The Instructional Technology Team measures the success of the "train the trainer" program by the numbers, as well as feedback from teachers and within their own team. By the numbers, 15 teachers have now achieved Level 2 certification, while over 100 have Level 1 Certification.

In addition, in 2018 teachers created 32,000 Google Classrooms to manage teaching and learning, a big increase over the 6,400 Classrooms created in 2017—another sign that teachers are putting their training into practice.

Now that teachers and the Instructional Technology Team are more confident in their skills, they are more likely to trade best practices with colleagues. "The sharing culture has changed, even among the technology educators," Rachell says. "Before the training and before we rolled out Google, many of the ETS team were working in silos. Now everyone pulls from a shared library of ideas in Google Drive that we created and curated as a team."

The training has also changed how teachers employ technology to engage students. More teachers have adopted the flipped-classroom model, where students can work at their own pace and use a blend of online tools to complete lessons. "Instead of worksheets, teachers are giving their students the resources to problem-solve on their own," Rachell says.

The "train the trainer" program has also helped build senior-level support for the district’s 21st Century Classroom initiatives. Kevin Maxwell, principal of Inman Middle School, has Google Certified Educator Level 1 and 2 Certifications, and now requires teachers to complete at least Level 1 Certified Educator training.

"Had we not had our Train the Trainer program, the impact of the 21st Century Classroom initiative would not have been as huge," Rachell says. "We’ve taken teachers who might have been fearful of new technology, and made them comfortable with it. And once they have that comfort and confidence, you can do so much more."

"It’s the way that training should happen—with a groundswell of support," says Henderson-Rosser.

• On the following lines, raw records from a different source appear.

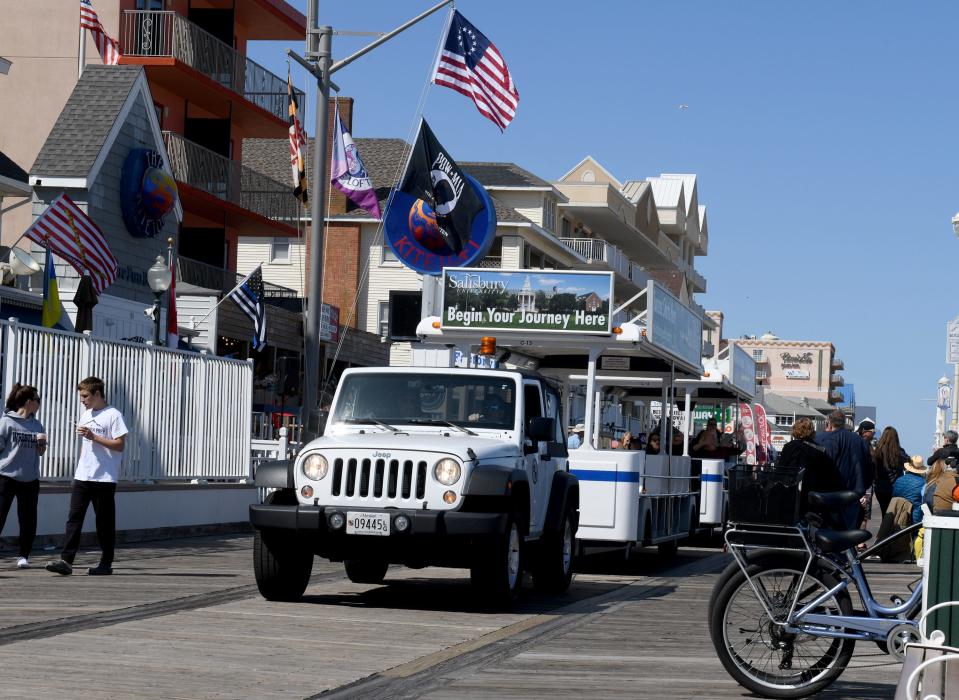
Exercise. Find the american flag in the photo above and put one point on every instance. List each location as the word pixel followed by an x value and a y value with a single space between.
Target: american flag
pixel 67 232
pixel 108 47
pixel 297 144
pixel 249 297
pixel 471 64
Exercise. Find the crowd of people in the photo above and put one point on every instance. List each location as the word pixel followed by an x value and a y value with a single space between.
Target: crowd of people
pixel 23 441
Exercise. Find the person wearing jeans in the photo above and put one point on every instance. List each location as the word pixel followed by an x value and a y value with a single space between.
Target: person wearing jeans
pixel 95 481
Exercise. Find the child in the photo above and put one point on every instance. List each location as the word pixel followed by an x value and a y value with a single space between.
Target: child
pixel 95 481
pixel 22 443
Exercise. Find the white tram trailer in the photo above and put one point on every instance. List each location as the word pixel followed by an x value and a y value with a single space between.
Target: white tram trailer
pixel 627 497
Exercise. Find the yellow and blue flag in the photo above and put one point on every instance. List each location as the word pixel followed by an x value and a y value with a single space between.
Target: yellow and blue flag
pixel 50 314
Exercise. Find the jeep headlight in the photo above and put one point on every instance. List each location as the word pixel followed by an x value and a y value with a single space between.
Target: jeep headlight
pixel 315 467
pixel 447 471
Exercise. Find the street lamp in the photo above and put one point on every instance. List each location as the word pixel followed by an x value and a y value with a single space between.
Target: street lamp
pixel 159 277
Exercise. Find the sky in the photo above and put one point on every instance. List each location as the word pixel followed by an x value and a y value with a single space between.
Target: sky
pixel 822 134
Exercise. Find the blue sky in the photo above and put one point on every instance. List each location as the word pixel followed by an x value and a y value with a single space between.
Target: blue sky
pixel 822 134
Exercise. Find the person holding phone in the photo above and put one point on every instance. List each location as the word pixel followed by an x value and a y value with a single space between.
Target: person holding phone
pixel 103 432
pixel 22 443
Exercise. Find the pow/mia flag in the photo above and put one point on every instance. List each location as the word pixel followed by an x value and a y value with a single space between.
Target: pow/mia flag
pixel 433 176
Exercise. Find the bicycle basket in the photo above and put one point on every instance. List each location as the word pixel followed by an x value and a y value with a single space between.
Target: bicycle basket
pixel 768 496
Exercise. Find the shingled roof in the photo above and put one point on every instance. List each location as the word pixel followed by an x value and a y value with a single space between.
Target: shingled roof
pixel 81 130
pixel 384 160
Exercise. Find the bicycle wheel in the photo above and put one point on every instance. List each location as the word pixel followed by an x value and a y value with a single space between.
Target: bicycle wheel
pixel 758 653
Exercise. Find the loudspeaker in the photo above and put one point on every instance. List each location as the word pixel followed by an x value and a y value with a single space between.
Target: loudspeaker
pixel 406 309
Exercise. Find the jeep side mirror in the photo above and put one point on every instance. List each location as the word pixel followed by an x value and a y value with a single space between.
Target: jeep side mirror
pixel 541 429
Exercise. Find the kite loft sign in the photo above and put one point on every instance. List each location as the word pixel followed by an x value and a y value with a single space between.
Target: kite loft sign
pixel 484 299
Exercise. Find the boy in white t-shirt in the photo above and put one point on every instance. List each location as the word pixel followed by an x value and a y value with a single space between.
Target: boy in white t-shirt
pixel 95 481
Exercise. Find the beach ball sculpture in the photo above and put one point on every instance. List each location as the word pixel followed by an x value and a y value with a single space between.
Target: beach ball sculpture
pixel 425 229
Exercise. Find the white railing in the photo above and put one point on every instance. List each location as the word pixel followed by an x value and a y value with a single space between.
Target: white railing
pixel 188 414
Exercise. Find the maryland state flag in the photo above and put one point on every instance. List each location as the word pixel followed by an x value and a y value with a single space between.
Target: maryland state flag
pixel 297 144
pixel 433 176
pixel 51 309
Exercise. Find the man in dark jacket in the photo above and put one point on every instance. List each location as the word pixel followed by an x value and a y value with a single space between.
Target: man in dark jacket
pixel 852 458
pixel 949 448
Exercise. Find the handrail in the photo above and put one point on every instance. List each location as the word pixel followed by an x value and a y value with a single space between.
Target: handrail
pixel 166 33
pixel 229 180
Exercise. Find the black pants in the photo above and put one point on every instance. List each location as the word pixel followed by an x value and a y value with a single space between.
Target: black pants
pixel 101 495
pixel 27 494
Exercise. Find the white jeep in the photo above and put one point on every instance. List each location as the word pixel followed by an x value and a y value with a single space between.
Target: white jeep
pixel 425 467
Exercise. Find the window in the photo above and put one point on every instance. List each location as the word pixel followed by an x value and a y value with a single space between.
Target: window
pixel 280 251
pixel 384 316
pixel 388 256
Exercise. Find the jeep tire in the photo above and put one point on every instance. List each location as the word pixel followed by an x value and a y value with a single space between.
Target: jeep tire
pixel 497 570
pixel 365 570
pixel 553 568
pixel 282 564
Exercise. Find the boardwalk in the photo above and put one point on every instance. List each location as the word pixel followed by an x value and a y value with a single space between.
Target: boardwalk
pixel 182 619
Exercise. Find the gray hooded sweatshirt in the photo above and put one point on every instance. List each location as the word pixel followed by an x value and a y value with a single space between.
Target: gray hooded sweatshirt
pixel 18 447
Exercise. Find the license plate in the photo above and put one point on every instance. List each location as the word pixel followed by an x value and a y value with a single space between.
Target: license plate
pixel 367 524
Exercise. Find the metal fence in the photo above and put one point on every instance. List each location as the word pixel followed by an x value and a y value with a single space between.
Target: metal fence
pixel 165 33
pixel 229 180
pixel 188 414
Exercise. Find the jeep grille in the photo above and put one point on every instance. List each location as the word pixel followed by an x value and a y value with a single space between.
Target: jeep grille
pixel 392 479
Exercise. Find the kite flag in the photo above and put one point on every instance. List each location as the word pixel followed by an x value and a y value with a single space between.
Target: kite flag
pixel 50 313
pixel 470 64
pixel 347 172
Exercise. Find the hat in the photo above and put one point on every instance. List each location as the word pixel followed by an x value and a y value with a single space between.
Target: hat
pixel 915 465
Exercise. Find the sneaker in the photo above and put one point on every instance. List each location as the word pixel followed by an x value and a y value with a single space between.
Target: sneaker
pixel 60 567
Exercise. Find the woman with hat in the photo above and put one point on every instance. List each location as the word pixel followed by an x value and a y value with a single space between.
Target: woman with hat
pixel 910 485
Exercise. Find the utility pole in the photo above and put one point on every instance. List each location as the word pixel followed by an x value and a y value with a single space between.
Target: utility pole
pixel 319 63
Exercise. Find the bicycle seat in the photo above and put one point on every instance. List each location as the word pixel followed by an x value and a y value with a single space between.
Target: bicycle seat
pixel 840 540
pixel 832 500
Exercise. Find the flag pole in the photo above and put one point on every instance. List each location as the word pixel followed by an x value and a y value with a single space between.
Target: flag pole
pixel 194 323
pixel 319 42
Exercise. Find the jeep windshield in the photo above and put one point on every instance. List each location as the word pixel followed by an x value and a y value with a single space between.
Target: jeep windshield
pixel 423 399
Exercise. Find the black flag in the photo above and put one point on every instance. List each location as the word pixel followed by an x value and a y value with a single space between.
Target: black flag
pixel 436 178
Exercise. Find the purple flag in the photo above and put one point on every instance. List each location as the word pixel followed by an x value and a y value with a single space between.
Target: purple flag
pixel 348 172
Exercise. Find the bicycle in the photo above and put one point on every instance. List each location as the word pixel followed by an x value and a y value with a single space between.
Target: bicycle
pixel 781 615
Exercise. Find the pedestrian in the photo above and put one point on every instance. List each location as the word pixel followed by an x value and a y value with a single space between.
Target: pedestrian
pixel 104 434
pixel 948 449
pixel 888 458
pixel 576 439
pixel 22 444
pixel 820 473
pixel 852 458
pixel 911 484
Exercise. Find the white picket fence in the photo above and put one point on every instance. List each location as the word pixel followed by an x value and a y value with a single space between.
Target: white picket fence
pixel 188 414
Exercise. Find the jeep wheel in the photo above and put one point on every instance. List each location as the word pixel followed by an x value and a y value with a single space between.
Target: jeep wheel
pixel 365 570
pixel 497 572
pixel 281 565
pixel 553 570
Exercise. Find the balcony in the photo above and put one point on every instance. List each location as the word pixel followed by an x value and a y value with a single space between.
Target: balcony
pixel 256 199
pixel 161 39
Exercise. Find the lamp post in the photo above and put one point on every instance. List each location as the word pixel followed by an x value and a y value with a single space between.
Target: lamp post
pixel 159 277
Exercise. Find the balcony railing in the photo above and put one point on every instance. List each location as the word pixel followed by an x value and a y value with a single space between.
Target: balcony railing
pixel 229 180
pixel 201 274
pixel 598 250
pixel 155 33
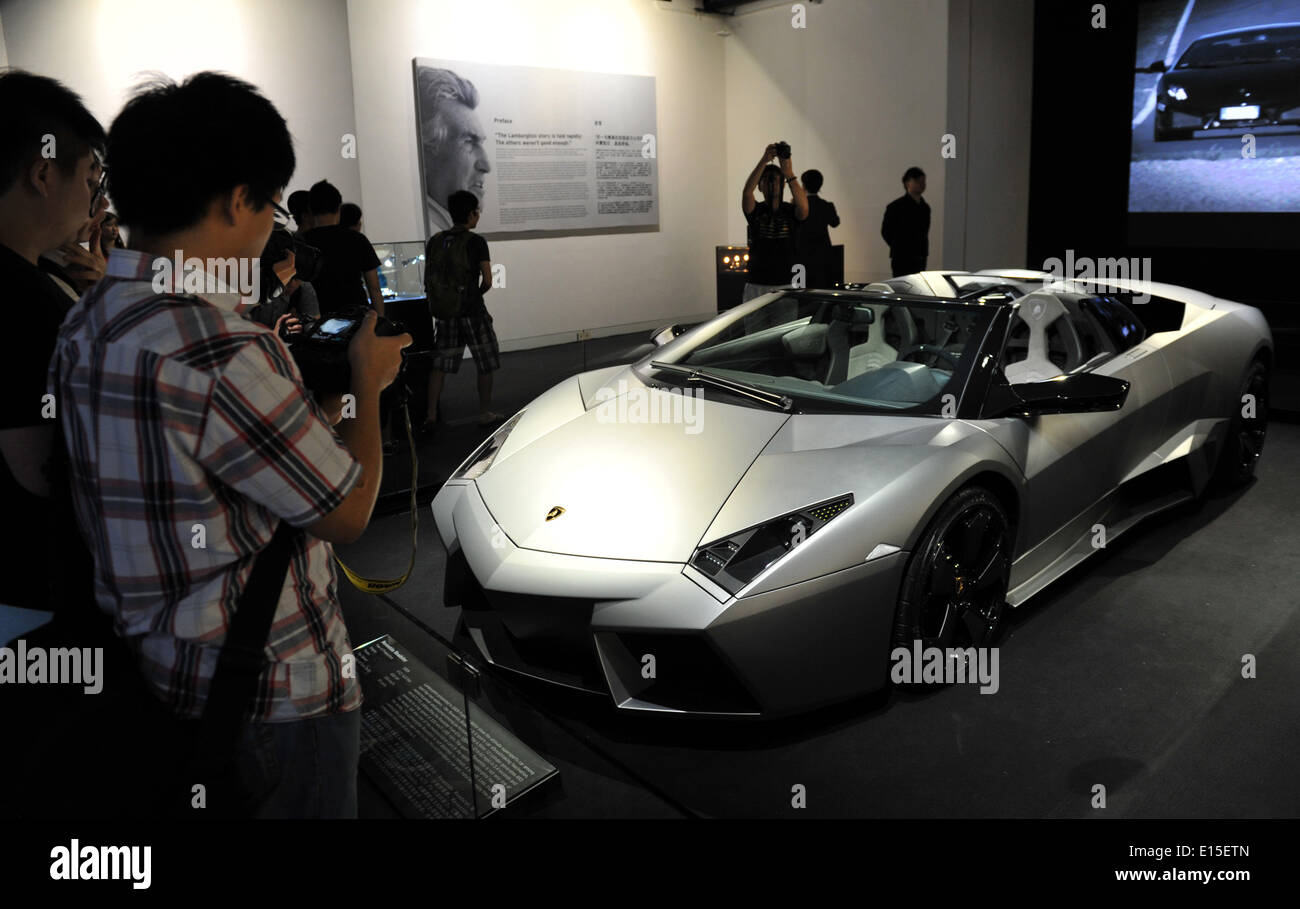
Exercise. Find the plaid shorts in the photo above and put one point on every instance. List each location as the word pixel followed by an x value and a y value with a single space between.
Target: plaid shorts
pixel 451 336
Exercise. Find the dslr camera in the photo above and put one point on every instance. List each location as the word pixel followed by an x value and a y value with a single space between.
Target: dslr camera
pixel 321 349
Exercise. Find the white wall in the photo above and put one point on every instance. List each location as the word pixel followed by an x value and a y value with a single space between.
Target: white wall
pixel 98 47
pixel 859 94
pixel 558 285
pixel 991 74
pixel 866 90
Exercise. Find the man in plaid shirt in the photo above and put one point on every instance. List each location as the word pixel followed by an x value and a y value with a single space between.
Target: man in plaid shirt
pixel 191 437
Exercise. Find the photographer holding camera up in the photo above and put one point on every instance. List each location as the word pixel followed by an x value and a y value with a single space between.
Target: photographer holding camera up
pixel 771 223
pixel 194 440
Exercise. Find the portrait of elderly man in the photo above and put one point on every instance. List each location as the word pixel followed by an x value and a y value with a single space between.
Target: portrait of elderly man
pixel 451 141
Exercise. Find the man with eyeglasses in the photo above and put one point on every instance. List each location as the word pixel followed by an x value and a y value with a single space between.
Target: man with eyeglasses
pixel 50 176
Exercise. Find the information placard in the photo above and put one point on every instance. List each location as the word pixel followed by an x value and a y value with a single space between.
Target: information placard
pixel 415 744
pixel 542 150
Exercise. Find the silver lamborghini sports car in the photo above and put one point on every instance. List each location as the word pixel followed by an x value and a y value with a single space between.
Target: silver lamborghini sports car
pixel 752 518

How to build a successful Train the Trainer program

Bring your educational technology team up to speed. As a first step, the Atlanta Public School’s education technology and digital learning specialists became Google Certified Trainers, giving them the skills and confidence to train teachers in depth.

Set up easy-to-attend training for teachers. The trainers scheduled Google Certified Teacher Level 1 and Level 2 classes during planning periods, online, or after school; trainers used a checklist to ensure classes covered key skills in Google certification exams. The Google Train the Trainer plan offers step-by-step instructions for structuring the program; the Google Teacher Center includes links to specific skills training.

Refresh trainers’ skills. Monthly team meetings helped the Department of Instructional Technology keep skills current.

Share ideas through social media. The Instructional Technology Department uses Twitter (follow them at @apsinstructtech) and emails to offer creative lessons using technology, or to congratulate teachers who’ve achieved certification.

Identify skilled teachers as go-to sources for peers. The Instructional Technology Department created "Fathead" classroom door decorations featuring teacher photos and a "21st Century Educator" banner.

Create feedback loops. Teachers fill out "request and feedback" forms to ask for training help and submit feedback.Trainers use responses to plan future training sessions.